Das kann man nicht so pauschal sagen. Bei der Juniorwahl vor der Bundestagswahl 2021 wurden zwar die Grünen knapp die stärkste Kraft mit 21%, aber es ist auch keine echte Wahl, die wirkliche Auswirkungen auf Landes- oder Bundespolitik hat. Auf Platz zwei landete bei der Spielwahl die SPD mit 19% und die Union auf gut 16%. Nur fast halb so viele Stimmen wie bei der Juniorwahl 2017. Die Ergebnisse wurden hier zeitgleich veröffentlicht. An unserer Schule sieht das Ergebnis der Bundestags-Juniorwahl 2021 so aus: Etwa 20% wählten den Kandidaten der FDP in der Erststimme und 24% die gaben den Liberalen ihre Zweitstimmt. Bündnis 90/ Die Grünen belegten nach der Auswertung Platz zwei.
Bei den tatsächlichen Erstwählern sieht die Statistik ähnlich wie an unserer Schule aus. Dort teilen sich Bündnis 90/ Die Grünen und die FDP den ersten Platz mit jeweils 23%. Auf Platz zwei liegt die SPD mit 15% und die Union liegt mit nur 10% auf Platz 3.

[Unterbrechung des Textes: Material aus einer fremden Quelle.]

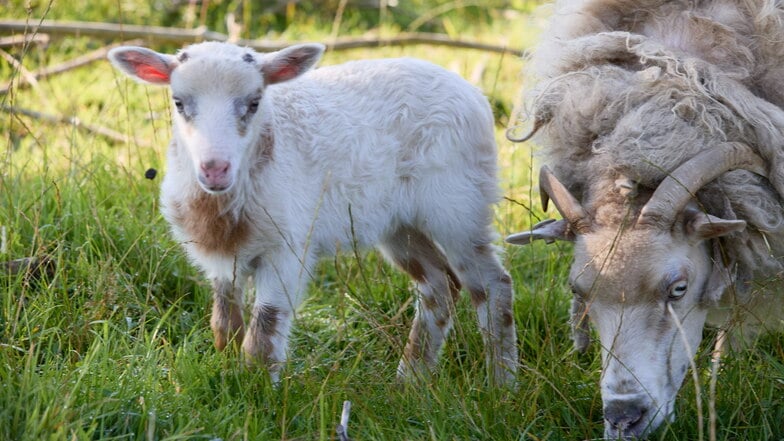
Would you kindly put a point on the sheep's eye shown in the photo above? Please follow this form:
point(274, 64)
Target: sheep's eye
point(253, 106)
point(678, 289)
point(179, 106)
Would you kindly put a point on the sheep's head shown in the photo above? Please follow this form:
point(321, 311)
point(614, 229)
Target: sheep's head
point(646, 282)
point(217, 97)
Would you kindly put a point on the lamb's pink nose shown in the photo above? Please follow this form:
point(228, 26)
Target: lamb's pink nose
point(215, 175)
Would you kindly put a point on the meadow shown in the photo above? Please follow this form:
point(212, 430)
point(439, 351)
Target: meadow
point(114, 343)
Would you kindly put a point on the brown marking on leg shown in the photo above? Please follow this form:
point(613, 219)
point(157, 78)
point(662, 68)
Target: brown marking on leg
point(263, 326)
point(439, 288)
point(226, 320)
point(414, 268)
point(453, 283)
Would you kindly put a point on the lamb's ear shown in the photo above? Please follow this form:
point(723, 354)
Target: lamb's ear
point(548, 230)
point(291, 62)
point(143, 65)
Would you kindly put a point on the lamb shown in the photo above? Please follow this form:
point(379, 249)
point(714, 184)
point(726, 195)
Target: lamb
point(273, 164)
point(663, 126)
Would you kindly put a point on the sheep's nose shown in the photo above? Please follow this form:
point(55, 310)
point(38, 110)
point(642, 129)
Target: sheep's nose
point(623, 415)
point(215, 174)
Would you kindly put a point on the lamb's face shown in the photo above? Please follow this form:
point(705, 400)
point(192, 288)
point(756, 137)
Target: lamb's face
point(217, 97)
point(216, 103)
point(643, 290)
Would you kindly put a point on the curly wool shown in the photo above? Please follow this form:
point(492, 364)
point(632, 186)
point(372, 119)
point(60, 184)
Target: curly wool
point(636, 88)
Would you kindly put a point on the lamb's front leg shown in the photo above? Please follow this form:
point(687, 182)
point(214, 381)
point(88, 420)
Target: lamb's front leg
point(226, 320)
point(280, 286)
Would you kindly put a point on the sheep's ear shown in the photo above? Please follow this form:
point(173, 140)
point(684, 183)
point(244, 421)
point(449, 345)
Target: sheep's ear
point(702, 226)
point(143, 65)
point(548, 230)
point(291, 62)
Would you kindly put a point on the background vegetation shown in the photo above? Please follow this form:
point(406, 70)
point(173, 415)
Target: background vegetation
point(115, 342)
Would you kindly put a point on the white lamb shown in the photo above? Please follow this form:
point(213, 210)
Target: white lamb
point(272, 165)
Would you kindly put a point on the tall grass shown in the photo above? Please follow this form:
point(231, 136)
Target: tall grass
point(115, 344)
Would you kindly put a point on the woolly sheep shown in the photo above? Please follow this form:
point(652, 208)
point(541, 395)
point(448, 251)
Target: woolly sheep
point(272, 165)
point(663, 125)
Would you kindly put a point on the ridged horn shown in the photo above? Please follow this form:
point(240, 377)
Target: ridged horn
point(569, 207)
point(680, 186)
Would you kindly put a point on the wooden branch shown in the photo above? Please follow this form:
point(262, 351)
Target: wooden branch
point(96, 55)
point(182, 36)
point(74, 121)
point(21, 40)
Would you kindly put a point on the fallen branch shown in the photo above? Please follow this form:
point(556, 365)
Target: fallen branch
point(96, 55)
point(342, 429)
point(181, 36)
point(32, 268)
point(76, 122)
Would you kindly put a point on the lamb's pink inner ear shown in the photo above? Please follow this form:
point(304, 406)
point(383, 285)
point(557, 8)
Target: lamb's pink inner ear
point(151, 74)
point(282, 72)
point(147, 66)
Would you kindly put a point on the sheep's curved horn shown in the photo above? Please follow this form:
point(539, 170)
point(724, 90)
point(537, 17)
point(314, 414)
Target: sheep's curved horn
point(679, 187)
point(569, 207)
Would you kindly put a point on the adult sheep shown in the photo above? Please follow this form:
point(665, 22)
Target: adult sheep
point(272, 165)
point(663, 125)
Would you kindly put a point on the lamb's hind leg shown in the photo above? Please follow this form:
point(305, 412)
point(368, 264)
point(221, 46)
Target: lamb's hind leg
point(490, 288)
point(226, 320)
point(438, 287)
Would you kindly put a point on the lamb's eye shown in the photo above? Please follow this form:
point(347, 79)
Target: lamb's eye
point(253, 106)
point(678, 290)
point(179, 105)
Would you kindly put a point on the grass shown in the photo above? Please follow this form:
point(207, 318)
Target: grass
point(116, 343)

Fazit: Große Marktforschungsunternehmen wie www.forschungsgruppe.de wissen es schon lange, man kann einen genauen Trend bei Parteien nur sehr schwer vorhersagen. Wahlverhalten hängt von vielen Faktoren ab; ebenso ist relevant, ob man an einer echten Wahl teilnimmt oder seine Stimme nur für die Spielwahl abgibt. Sollte tatsächlich einmal das Wahlalter auf 16 herabgesenkt wird, könnte es schon sein, dass sich ein völlig neues Bild in der Parteienlandschaft ergibt. Oder auch nicht.